Ultimately, though, when assessing a stoppage, there doesn’t have to be a right or wrong answer. A stoppage can, as with most things in life, and depending on your perspective, be both: both right and wrong. Tonight’s, for example, can be considered a good thing in light of the fact it saved Leigh Wood from further punishment in an already punishing contest, and it can, equally, be considered bad for it never gave that same fighter, winning at the time of the stoppage, the benefit of the doubt in terms of surviving the final seconds of that seventh round.
Sixteen years ago, remember, Graham Earl endured a torrid first and second round against Australia’s Michael Katsidis and appeared in need of rescuing, only his corner’s attempt to save him in the second, by throwing in the towel, was dismissed by referee Mickey Vann, who launched the towel out of the ring no sooner than it had arrived. A wildly brave decision at the time, one that could have so easily backfired, Vann believed, given his experience and vantage point, that Earl still had some fight left in him and that his corner, in acting the way they had, were operating more on emotion than anything else.
Initially, too, Vann was proven correct.
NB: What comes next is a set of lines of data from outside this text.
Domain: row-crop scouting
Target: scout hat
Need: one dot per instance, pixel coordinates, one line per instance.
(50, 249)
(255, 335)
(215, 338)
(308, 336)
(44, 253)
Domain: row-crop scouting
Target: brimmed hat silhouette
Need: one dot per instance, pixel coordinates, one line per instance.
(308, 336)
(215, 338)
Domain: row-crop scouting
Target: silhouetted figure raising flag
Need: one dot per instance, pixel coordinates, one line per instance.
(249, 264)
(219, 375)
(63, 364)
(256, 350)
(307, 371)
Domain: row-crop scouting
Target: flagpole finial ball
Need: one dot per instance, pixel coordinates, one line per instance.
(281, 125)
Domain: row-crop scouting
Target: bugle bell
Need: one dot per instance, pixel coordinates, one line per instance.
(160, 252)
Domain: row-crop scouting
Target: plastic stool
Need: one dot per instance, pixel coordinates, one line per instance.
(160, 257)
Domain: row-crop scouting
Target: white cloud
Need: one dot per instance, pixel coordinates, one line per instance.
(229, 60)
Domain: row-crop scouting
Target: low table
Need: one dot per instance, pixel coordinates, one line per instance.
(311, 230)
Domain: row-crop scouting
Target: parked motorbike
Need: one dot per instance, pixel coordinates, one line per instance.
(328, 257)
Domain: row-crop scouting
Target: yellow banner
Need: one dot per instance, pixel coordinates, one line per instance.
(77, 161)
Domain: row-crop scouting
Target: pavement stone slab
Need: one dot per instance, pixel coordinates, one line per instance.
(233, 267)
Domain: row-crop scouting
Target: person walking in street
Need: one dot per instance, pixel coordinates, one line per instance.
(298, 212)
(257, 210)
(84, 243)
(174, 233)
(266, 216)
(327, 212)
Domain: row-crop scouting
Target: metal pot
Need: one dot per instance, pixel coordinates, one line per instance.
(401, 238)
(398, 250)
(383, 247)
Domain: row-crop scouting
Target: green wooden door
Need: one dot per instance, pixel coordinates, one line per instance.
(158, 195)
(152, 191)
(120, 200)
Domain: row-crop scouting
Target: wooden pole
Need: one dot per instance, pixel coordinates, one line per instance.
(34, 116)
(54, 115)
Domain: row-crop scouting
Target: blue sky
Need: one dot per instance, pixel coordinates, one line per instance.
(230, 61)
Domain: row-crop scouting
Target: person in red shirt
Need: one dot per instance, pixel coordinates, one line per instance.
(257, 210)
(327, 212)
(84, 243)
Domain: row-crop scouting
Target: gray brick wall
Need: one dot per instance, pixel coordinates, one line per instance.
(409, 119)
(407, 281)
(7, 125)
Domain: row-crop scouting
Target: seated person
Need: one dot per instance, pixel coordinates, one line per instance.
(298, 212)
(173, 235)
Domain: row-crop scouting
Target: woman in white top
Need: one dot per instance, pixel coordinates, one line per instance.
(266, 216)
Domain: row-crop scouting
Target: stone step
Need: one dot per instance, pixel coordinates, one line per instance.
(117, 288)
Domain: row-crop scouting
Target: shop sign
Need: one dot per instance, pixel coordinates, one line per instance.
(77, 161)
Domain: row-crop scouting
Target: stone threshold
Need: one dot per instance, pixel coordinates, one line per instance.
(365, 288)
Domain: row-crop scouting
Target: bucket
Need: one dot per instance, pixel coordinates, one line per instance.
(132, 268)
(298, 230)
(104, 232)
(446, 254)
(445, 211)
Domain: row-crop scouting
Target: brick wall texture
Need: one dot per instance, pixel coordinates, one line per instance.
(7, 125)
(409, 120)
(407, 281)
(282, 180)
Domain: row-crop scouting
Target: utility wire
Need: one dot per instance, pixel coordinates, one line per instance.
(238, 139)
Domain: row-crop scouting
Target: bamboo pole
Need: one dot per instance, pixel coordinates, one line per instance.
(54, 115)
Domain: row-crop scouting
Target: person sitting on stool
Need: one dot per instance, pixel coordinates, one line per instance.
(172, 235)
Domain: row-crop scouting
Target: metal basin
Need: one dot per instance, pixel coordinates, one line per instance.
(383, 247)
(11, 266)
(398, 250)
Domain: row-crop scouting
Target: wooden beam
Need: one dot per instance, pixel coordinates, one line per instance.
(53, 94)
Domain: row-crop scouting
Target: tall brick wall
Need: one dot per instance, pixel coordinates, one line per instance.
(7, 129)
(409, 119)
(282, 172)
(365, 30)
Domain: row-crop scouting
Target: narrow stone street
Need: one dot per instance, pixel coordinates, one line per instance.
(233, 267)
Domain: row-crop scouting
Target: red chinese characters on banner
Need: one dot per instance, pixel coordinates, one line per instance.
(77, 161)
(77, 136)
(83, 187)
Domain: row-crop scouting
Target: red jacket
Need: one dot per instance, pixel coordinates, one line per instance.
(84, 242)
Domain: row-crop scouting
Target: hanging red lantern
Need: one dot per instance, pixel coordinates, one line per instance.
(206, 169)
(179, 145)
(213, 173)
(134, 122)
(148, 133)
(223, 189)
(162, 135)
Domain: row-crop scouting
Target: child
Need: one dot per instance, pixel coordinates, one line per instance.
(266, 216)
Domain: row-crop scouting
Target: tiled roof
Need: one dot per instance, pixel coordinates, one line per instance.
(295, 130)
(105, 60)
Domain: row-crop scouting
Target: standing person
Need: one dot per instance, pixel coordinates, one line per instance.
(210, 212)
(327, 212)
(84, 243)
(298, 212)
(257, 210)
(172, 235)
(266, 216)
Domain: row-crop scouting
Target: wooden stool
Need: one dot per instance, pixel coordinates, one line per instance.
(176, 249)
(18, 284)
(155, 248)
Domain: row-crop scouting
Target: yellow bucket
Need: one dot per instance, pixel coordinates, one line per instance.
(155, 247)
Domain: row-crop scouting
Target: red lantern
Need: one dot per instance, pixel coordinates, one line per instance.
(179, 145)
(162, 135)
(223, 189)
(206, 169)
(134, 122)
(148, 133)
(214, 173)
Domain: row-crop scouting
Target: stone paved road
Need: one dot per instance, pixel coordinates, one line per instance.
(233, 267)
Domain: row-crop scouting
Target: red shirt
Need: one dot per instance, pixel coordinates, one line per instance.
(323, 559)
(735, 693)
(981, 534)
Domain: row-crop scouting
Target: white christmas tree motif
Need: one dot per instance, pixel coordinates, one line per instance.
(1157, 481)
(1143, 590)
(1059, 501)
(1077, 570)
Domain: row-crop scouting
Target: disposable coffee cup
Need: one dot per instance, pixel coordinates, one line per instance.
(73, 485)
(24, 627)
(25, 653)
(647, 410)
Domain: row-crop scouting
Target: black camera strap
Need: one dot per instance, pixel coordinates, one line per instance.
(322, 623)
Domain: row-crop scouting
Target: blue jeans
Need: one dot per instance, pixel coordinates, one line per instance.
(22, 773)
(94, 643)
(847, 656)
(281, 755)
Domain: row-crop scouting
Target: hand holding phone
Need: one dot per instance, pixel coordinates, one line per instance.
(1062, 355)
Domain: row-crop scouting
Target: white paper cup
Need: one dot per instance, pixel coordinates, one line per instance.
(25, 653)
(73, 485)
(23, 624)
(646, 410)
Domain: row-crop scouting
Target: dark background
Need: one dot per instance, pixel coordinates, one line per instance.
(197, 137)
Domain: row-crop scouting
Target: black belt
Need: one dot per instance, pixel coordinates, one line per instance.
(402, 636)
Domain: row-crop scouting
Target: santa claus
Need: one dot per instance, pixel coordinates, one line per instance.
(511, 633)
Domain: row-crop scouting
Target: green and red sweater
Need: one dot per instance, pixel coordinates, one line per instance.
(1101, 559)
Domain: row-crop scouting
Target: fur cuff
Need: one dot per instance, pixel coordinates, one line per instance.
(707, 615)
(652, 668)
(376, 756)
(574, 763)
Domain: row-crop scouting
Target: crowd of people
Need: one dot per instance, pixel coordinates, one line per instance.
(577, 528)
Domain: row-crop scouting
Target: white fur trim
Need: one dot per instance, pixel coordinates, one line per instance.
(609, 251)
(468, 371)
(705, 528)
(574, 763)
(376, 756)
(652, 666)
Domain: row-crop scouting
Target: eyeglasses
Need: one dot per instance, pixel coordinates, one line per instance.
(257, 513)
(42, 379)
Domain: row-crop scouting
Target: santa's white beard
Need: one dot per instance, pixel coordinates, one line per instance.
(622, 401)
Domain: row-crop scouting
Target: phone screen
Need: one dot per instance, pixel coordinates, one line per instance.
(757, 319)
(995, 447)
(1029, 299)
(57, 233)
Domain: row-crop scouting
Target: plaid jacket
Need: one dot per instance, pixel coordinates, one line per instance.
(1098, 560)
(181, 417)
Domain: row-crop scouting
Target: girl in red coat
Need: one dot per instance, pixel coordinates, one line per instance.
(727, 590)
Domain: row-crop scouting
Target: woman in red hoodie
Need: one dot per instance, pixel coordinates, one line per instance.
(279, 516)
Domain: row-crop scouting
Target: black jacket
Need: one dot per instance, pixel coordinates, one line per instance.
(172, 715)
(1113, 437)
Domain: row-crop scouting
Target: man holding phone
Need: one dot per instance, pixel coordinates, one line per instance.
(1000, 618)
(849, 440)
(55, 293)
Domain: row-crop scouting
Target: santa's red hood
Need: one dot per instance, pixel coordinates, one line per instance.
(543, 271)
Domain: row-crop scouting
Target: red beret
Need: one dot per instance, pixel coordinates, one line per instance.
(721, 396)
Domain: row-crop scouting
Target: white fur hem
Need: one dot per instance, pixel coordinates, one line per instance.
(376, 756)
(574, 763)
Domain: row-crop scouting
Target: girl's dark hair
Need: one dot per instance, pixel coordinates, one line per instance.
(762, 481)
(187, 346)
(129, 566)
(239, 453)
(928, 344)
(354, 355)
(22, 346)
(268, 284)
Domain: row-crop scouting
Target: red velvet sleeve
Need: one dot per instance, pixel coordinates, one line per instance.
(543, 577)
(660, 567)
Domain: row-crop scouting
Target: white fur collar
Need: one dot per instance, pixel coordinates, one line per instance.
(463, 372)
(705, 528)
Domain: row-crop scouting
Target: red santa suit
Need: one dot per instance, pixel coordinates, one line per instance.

Earl, having weathered the Katsidis storm, somehow came rallying back to drop Katsidis seconds later and briefly swing the momentum back in his favour. Yet, alas, the Luton man, despite his stay of execution, was still stopped after five rounds.
Ben Davison, no better than anyone else, cannot predict the future, so therefore could not be sure tonight whether Leigh Wood would indeed survive the seventh round and recuperate in the eighth or whether, as seemed more likely, Mauricio Lara’s left hook signalled merely the beginning of the end.
If pre-emptive, then, Davison’s decision was sharp, shrewd, and compassionate. It went against everything Leigh Wood, his fighter, believes in and wants from a fight, as he made clear at the weigh-in, but it defined what we ask for from cornermen and trainers: to be the eyes and ears of a fighter who, in the midst of battle, has become numb to just about everything except the need to punch, damage and render unconscious another human being similarly ignorant.